You are viewing a plain text version of this content. The canonical link for it is here.
Posted to dev@lucene.apache.org by "ASF subversion and git services (JIRA)" <ji...@apache.org> on 2014/08/22 12:21:12 UTC

[jira] [Commented] (LUCENE-5400) Long text matching email local-part rule in UAX29URLEmailTokenizer causes extremely slow tokenization

    [ https://issues.apache.org/jira/browse/LUCENE-5400?page=com.atlassian.jira.plugin.system.issuetabpanels:comment-tabpanel&focusedCommentId=14106685#comment-14106685 ] 

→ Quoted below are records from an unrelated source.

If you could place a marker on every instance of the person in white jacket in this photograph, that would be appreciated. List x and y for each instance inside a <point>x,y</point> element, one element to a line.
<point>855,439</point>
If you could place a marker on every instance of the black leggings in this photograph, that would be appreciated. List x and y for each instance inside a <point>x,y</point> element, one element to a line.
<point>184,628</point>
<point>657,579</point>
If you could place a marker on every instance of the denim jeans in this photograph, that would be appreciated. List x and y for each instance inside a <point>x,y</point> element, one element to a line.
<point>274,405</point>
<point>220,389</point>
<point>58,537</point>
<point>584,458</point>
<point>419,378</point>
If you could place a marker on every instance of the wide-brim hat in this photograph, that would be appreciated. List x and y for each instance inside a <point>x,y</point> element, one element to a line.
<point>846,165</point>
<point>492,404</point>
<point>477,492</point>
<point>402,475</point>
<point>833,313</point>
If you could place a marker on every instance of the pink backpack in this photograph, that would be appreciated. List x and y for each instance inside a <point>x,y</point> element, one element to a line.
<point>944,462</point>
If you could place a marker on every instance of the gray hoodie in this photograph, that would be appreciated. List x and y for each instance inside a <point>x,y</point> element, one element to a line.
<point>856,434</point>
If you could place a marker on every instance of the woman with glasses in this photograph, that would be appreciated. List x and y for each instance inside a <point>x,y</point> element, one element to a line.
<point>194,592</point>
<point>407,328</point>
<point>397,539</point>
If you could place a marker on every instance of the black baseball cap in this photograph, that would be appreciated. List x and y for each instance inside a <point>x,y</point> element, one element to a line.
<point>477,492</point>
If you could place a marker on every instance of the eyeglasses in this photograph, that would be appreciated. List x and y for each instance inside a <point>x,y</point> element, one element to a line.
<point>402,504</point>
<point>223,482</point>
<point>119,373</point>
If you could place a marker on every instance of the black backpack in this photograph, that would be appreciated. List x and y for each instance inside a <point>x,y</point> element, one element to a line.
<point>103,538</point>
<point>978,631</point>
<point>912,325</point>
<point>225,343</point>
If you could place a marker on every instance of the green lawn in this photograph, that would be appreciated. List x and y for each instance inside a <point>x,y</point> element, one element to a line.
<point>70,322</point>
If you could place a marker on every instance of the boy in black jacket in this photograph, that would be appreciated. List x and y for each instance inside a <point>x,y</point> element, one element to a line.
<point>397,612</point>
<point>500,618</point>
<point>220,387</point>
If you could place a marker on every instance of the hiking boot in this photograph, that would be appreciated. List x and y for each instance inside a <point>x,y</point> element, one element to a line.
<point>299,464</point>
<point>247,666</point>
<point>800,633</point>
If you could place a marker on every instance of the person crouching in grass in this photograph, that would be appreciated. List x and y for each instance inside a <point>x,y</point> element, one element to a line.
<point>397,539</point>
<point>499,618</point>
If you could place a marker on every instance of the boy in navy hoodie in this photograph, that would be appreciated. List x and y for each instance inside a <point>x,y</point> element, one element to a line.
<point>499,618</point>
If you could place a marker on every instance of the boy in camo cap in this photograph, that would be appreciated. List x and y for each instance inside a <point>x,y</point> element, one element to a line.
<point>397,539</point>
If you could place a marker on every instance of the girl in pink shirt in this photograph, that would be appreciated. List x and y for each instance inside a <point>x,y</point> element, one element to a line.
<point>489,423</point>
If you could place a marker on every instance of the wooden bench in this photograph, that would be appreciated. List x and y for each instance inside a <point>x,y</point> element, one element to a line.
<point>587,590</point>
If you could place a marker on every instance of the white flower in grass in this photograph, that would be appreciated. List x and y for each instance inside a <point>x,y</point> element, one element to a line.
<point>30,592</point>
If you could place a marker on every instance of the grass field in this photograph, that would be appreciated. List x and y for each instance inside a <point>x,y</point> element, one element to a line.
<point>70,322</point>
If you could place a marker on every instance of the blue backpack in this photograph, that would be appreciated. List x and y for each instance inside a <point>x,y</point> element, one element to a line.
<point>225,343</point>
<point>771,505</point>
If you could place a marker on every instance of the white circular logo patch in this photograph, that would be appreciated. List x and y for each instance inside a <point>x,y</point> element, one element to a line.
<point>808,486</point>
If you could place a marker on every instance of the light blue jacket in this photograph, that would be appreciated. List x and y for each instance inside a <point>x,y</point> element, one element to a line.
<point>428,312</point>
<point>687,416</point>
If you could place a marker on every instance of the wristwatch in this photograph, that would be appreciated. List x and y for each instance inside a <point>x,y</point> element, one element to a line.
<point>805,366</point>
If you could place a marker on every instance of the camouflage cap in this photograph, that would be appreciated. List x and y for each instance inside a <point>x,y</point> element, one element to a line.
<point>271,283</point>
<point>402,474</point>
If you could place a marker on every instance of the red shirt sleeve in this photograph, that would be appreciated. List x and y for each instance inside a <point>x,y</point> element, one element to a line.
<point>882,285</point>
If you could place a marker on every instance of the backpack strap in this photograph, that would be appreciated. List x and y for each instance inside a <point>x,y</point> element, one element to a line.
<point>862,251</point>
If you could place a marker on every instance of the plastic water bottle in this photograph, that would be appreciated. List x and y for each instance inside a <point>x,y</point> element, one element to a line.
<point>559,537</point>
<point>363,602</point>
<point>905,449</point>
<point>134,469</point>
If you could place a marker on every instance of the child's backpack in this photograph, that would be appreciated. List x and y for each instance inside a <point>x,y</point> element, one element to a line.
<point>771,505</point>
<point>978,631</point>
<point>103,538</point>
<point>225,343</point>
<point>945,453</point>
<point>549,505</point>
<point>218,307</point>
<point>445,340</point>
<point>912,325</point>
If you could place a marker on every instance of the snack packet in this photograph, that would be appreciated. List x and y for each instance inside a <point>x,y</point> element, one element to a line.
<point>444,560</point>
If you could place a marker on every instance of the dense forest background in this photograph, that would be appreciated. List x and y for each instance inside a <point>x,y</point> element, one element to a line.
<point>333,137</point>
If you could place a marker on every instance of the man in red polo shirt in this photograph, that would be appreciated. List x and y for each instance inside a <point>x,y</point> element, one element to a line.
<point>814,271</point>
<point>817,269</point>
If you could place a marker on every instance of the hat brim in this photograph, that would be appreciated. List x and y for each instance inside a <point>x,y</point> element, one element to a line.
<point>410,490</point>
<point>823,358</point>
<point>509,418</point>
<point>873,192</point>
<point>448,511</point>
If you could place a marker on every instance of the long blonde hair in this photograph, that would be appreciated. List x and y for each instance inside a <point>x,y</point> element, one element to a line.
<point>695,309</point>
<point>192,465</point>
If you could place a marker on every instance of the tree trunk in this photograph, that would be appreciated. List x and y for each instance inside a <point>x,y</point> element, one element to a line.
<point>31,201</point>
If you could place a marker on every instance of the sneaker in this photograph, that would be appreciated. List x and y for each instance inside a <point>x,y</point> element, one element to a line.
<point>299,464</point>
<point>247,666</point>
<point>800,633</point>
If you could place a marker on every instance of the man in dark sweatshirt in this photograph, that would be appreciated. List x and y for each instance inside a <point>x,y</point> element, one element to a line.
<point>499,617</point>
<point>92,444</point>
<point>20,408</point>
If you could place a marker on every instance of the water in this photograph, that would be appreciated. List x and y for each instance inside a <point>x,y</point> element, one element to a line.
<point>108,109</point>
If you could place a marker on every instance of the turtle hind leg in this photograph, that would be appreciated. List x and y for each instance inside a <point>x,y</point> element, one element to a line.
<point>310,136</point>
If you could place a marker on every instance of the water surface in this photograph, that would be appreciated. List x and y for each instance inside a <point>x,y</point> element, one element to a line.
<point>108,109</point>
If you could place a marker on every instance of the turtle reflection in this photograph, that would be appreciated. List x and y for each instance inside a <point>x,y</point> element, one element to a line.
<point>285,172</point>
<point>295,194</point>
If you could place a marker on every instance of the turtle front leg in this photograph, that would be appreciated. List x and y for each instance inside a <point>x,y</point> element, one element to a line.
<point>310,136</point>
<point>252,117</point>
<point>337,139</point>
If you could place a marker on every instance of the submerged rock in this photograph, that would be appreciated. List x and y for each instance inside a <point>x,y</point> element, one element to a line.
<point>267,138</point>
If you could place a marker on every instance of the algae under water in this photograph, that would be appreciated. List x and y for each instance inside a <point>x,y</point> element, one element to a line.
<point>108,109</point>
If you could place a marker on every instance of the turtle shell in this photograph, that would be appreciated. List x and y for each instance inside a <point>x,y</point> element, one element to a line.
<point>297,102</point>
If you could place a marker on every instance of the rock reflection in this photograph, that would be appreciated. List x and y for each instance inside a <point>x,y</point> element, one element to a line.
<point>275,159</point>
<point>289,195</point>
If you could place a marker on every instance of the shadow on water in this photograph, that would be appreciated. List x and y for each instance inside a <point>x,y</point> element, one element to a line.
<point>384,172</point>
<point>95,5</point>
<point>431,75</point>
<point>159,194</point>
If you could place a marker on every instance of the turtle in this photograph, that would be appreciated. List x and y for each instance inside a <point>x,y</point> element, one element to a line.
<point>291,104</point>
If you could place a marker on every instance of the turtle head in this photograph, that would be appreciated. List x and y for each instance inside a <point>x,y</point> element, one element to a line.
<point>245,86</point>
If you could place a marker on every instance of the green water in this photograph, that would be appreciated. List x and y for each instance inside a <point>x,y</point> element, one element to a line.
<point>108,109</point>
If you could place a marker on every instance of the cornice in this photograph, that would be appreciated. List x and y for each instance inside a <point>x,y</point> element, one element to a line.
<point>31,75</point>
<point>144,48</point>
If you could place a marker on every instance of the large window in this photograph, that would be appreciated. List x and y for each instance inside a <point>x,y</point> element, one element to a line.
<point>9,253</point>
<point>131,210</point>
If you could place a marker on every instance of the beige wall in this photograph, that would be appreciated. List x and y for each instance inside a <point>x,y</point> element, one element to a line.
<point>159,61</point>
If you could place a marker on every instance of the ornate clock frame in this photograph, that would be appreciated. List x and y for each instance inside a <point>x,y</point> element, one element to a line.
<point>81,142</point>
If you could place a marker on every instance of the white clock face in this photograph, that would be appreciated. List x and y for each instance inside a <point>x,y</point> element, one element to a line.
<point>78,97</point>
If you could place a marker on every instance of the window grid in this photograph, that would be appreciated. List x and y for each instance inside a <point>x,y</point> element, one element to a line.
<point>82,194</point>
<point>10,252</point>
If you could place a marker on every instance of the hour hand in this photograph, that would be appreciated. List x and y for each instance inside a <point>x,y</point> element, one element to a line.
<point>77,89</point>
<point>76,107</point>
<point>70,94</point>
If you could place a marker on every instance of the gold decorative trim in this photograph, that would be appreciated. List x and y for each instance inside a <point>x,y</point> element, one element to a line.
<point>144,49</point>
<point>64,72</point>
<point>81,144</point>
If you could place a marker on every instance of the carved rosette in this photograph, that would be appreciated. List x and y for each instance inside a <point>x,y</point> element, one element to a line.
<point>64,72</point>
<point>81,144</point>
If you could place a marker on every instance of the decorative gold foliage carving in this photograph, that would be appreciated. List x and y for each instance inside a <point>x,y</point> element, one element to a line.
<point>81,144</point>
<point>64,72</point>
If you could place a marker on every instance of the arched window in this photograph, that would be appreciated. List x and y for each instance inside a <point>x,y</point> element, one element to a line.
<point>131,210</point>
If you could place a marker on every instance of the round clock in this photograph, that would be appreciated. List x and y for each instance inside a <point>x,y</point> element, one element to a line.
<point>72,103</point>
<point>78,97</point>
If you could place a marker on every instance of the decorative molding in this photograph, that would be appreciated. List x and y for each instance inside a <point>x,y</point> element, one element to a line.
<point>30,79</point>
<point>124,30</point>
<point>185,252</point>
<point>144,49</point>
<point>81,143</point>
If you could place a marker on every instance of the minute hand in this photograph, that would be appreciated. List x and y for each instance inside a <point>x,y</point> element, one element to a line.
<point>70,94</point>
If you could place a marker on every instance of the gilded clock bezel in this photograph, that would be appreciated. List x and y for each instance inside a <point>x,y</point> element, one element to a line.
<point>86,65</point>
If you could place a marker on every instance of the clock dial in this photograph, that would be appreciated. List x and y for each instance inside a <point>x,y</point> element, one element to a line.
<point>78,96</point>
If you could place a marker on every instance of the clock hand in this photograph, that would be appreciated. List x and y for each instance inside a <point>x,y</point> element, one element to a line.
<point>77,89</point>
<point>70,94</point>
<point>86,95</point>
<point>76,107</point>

ASF subversion and git services commented on LUCENE-5400:
---------------------------------------------------------

Commit 1619730 from [~sarowe@syr.edu] in branch 'dev/trunk'
[ https://svn.apache.org/r1619730 ]

LUCENE-5897, LUCENE-5400: JFlex-based tokenizers StandardTokenizer and UAX29URLEmailTokenizer tokenize extremely slowly over long sequences of text partially matching certain grammar rules.  The scanner default buffer size was reduced, and scanner buffer growth was disabled, resulting in much, much faster tokenization for these text sequences.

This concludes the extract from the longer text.